The first place I die is a rooftop.
Tin under my bare feet. Warm from the day’s sun. The hive wind tastes of rust and promethium.
I am eight. I have a name.
A shadow moves at the roof’s edge. Not a man. Not a thing. It is the absence of a thing, the shape left when your eye flinches away from something too bright.
Open, it whispers without sound.
I swallow. The stars tremble.
The shadow leans closer, and my eyeball twitches as if a hook has found purchase beneath the lid.
Something peels.
I fall, and the sky falls into me, and the rooftop is gone.
The second place I die is a chapel.
Candles gutter in rows like teeth, trailing fat curls of sweet tallow smoke. There’s an aquila above the altar, wings spread, and beneath it a man in a black hood with a bowl of salt water.
He takes my chin between thumb and forefinger as if inspecting livestock.
‘Look upon His light,’ the hood says.
I do not want to.

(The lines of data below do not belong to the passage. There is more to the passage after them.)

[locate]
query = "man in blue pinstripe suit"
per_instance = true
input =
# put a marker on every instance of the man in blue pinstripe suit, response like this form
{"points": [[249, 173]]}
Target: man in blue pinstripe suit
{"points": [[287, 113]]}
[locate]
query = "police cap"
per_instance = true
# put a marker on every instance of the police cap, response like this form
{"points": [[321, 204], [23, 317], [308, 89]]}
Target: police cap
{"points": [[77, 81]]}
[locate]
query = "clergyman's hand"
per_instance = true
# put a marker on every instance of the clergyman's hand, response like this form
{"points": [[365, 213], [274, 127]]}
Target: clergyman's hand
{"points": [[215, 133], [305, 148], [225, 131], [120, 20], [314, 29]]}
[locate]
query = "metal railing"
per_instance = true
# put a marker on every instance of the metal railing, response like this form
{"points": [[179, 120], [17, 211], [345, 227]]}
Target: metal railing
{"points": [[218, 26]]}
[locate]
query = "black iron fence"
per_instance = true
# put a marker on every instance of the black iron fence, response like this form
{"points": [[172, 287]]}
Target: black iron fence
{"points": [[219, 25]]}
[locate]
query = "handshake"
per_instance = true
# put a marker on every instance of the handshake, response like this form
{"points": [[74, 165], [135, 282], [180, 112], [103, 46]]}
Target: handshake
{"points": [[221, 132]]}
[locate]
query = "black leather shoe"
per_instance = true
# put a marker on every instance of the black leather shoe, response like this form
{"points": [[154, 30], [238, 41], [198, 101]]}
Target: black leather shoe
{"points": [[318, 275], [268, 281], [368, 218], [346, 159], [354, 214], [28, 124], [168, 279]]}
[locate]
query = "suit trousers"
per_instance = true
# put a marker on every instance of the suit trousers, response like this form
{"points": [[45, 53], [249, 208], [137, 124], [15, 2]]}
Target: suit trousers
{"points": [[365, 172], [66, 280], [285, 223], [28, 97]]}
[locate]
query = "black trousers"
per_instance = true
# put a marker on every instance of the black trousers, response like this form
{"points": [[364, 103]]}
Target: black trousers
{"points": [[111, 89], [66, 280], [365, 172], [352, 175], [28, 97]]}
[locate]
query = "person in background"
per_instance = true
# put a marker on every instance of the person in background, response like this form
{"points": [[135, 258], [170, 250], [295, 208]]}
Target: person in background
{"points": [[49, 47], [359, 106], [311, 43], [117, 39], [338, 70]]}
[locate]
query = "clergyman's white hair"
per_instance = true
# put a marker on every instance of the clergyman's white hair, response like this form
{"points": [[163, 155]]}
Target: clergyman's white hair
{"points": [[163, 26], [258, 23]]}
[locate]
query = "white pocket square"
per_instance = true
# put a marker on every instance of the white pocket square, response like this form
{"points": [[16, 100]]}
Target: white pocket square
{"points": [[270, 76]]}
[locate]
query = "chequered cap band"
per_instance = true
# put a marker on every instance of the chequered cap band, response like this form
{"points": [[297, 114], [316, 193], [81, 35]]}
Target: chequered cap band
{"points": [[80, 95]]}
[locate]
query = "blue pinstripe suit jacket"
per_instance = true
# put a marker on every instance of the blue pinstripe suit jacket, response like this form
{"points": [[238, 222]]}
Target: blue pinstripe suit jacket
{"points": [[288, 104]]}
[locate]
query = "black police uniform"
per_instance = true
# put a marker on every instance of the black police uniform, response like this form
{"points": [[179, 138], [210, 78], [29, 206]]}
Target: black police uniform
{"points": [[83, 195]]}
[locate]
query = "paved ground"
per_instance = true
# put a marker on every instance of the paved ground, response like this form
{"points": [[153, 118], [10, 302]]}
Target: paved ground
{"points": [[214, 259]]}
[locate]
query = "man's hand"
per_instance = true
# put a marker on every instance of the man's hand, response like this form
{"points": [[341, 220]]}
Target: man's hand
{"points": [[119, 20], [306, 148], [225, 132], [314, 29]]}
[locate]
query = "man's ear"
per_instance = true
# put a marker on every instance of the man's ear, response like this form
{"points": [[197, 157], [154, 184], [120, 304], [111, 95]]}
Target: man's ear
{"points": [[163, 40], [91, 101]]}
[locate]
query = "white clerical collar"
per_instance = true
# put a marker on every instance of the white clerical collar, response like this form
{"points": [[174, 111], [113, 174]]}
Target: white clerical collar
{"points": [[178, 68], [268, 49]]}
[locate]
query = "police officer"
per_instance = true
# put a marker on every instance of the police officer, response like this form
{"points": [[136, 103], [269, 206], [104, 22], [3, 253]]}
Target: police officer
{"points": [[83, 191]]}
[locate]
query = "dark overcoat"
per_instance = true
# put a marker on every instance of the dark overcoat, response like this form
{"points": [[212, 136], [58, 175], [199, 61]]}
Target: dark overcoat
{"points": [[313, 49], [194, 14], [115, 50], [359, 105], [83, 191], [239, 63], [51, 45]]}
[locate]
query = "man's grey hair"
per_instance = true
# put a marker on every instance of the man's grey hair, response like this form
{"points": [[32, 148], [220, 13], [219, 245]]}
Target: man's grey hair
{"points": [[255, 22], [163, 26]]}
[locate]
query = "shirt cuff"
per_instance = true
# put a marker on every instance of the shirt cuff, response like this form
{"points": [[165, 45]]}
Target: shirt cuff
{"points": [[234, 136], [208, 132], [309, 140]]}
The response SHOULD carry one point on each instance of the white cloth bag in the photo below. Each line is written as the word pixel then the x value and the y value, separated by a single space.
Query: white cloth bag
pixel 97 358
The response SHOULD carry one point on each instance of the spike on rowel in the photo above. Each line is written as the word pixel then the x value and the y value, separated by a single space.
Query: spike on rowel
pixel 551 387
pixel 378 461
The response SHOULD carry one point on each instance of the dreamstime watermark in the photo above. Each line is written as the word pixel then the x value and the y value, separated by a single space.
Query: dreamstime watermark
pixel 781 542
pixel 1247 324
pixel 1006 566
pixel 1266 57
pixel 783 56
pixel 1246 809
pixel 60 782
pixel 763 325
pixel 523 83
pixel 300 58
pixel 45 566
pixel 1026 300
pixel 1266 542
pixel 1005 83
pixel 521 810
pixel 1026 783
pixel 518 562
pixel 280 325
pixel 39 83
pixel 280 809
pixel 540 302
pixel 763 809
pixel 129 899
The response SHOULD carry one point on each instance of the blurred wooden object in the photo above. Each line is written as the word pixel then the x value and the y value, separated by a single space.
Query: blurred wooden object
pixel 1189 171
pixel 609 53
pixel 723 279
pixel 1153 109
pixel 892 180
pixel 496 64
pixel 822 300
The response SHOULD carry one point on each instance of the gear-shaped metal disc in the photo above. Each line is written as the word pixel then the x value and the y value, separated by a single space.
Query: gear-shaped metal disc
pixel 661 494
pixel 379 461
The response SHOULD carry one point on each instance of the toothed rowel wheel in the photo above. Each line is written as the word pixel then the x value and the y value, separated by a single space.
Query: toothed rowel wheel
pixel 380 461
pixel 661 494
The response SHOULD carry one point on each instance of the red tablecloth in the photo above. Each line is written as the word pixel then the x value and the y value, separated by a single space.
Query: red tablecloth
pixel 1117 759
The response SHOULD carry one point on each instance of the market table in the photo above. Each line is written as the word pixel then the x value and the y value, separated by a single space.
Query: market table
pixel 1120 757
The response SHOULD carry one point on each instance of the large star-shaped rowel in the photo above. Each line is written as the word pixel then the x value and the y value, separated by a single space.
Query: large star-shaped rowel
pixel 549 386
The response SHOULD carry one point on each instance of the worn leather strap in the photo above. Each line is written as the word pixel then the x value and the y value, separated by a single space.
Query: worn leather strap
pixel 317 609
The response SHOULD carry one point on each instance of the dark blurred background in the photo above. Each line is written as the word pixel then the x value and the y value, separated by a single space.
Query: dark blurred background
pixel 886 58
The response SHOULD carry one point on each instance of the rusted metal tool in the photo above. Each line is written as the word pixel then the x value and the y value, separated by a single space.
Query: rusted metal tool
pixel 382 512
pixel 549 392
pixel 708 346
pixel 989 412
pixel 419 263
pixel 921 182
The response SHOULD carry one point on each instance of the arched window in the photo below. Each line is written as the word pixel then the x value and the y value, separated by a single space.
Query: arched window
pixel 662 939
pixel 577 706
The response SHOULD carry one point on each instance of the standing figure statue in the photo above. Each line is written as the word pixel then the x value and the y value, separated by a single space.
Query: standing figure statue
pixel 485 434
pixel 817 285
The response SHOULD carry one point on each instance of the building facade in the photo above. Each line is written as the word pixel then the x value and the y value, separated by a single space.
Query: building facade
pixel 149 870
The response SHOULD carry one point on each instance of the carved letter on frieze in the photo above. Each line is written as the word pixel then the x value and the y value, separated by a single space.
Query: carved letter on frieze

I know what it costs.
But hands — many hands — press me to my knees. Manacles pinch my wrists. Someone sobs nearby, a thin and humiliating sound.
The hood lifts his other hand. His palm is inked with hexagrammic wards. The bowl’s water quivers, and for an instant I see my reflection in it: my face, young and hollow-eyed, and behind it a tall shadow, stretched long across the chapel.
Open, it says again.
The hood pushes me down, hard, into the bowl.
Salt floods my nose and mouth. It is cold, void. It is the space between thoughts. It is the Emperor, silent on His throne.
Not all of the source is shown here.